Pete Kalu recently received the Society of Authors Travelling Scholarship Award 2024 for his "impressively experimental, thoughtful and challenging" writing. His memoir-essay mashup, Act Normal, was published in October 2025 by Hope Road. He is also the author of the novel One Drop (Andersen, 2022). His short stories can be found in Book of Manchester (Comma Press, 2024), Colonial Countryside (Peepal Tree, 2024), Collision (Comma Press, 2023), Glimpse (Peepal Tree, 2023). Instagram: @petekalu
In this polemical and poetic collection of 250 mini-essays, personal history becomes a lens for cultural critique. Through fragments and feeling, it asks what we remember, what we forget, and who gets to tell the story. Unflinching and yet tender, these vignettes are a fierce yet joyous meditation on Black memory, identity, and resistance. Merging memoir, reflections and observations in the style of Annie Ernaux’s Exteriors, Act Normal challenges erasure, mourns what was lost, and dreams of what could be. This is a lyrical reckoning with history, silence, and the radical act of speaking back.
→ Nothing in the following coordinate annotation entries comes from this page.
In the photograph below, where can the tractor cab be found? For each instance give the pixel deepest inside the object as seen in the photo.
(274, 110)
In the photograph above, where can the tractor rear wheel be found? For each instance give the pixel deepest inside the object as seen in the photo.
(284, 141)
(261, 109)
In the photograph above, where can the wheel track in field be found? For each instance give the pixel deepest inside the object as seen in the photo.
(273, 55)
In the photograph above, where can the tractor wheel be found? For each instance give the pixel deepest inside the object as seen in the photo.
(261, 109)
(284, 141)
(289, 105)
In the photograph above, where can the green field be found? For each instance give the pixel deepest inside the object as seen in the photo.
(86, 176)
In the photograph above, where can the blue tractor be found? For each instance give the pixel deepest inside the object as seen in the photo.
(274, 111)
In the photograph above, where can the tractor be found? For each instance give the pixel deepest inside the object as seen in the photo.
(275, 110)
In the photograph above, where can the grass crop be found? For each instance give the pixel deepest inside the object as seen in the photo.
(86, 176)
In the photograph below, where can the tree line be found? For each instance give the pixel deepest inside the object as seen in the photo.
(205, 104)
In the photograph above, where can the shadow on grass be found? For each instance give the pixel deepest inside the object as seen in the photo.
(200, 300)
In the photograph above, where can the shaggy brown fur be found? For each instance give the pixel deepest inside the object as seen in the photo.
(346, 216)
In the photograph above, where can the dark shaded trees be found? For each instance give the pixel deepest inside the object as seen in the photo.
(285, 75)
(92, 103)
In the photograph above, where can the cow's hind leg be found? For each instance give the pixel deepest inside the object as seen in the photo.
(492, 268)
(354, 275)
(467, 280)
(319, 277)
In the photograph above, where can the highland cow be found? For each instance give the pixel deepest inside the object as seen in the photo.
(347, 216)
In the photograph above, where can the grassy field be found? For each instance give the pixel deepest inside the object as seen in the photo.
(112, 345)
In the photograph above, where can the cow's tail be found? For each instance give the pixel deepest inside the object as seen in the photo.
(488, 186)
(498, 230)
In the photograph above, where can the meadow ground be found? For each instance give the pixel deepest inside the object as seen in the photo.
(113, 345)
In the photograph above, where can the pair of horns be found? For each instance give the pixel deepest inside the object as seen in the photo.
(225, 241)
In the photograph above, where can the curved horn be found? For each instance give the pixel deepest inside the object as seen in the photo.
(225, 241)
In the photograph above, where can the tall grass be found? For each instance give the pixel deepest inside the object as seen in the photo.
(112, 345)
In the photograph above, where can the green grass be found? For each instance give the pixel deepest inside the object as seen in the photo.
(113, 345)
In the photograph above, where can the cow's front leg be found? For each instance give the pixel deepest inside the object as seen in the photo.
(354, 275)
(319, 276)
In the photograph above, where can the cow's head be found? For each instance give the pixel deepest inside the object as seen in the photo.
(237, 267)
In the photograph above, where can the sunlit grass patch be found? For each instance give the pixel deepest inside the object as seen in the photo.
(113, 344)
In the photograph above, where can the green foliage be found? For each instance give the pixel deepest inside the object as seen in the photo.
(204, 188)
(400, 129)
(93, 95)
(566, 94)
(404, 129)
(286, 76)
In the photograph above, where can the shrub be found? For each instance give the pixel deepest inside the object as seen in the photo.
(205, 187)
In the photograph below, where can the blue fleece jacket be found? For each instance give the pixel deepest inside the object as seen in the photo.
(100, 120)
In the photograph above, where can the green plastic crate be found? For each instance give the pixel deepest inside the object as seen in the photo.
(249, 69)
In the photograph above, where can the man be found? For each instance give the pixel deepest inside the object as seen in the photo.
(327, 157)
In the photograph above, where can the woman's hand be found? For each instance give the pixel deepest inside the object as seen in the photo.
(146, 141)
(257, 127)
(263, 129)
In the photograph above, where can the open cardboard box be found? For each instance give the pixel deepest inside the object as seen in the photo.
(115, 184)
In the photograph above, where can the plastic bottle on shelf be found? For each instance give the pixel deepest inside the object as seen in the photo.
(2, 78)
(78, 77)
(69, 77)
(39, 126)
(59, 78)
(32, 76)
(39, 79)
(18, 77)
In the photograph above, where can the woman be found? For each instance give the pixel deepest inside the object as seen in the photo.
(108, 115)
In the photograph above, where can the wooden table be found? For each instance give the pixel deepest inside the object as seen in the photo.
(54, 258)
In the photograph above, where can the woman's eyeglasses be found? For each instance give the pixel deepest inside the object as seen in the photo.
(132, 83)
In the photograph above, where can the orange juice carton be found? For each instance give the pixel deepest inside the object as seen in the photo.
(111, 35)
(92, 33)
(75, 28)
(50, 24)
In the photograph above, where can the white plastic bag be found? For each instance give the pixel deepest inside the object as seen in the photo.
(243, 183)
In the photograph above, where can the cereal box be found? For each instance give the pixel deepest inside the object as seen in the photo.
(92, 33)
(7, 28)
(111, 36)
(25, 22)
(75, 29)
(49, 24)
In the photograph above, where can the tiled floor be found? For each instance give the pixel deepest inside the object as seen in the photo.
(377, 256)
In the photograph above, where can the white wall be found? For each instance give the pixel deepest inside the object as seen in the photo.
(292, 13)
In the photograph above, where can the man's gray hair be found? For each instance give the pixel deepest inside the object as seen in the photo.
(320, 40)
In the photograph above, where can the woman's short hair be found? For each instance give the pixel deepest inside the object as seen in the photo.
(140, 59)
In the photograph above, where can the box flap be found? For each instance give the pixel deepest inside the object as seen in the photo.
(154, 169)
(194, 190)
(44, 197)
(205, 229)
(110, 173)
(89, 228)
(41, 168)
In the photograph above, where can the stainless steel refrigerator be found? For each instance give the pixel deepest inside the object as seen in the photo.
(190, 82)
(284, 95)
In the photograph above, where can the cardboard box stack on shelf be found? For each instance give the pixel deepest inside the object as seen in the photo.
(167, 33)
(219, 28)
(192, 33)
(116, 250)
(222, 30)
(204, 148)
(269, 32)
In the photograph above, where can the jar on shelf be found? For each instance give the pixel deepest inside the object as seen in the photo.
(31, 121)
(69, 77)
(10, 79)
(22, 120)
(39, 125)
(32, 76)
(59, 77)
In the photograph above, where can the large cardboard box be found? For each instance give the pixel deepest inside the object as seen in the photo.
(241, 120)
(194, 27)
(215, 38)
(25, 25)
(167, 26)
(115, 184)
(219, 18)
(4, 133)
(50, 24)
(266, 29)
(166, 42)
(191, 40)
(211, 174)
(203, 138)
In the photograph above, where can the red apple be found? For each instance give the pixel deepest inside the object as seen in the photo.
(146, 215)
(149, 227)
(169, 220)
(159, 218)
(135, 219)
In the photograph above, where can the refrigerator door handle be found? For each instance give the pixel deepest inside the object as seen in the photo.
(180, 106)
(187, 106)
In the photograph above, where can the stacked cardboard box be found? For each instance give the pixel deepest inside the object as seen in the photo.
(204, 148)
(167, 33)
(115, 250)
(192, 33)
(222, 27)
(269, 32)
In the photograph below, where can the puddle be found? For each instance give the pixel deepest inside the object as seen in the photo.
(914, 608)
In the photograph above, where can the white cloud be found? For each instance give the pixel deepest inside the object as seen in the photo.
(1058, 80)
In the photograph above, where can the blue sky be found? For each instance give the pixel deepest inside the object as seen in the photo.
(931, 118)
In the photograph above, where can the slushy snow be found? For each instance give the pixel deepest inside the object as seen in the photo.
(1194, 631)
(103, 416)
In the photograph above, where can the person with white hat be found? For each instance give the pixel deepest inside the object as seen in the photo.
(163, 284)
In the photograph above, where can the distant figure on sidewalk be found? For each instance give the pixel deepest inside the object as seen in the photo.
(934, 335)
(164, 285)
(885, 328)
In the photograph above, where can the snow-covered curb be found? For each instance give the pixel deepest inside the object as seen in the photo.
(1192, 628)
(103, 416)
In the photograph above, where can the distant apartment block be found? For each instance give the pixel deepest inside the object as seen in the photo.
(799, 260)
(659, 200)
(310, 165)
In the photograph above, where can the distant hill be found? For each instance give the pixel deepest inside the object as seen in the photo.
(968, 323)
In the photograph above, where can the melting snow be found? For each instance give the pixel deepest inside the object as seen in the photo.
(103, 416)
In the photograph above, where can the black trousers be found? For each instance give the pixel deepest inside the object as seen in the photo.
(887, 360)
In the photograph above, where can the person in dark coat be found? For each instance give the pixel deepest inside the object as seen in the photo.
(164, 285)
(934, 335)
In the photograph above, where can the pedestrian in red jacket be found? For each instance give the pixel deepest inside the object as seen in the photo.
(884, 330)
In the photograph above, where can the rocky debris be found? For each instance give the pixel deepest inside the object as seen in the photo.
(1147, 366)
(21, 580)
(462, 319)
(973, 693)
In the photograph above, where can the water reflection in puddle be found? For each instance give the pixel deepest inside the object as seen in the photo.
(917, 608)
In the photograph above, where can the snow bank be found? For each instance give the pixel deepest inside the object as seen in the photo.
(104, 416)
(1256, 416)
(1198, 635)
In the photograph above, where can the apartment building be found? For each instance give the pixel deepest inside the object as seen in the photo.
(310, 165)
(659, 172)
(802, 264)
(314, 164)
You can read more about Act Normal on the publisher's website here. Below, you can read a short sample from the book.
From Act Normal
Watermelon
I have great difficulty eating watermelon in front of white people. Throughout my childhood white people invested so much time and energy in their literature making us into these eye-rolling, big-grinning picaninny idiots who chomped on the big green and red fruits that I boycotted them for decades. Then I met someone from Iran, and they loved watermelon and didn’t carry my cultural baggage. They were mad for it. Watermelon was in their fridge, on their kitchen counters, in their dreams and all over their late-night cravings. I was tempted. In my mind, I resisted. So much weight and volume, so little taste, those slithery pips that require spitting out making it an outdoor fruit rather than a dining room fruit, the crazy prices, the ecological damage of growing those things which drink litres and litres of water, the mess, the stickiness, the perfumy smell … My mind went on and on, but my stomach rumbled and I gave in. Now I eat watermelon clandestinely. I only buy it from black stores. I only eat it around Global Majority people. My daughters eat watermelon unproblematically. "Deal with your issues, Dad," they tell me, "Deal with your issues."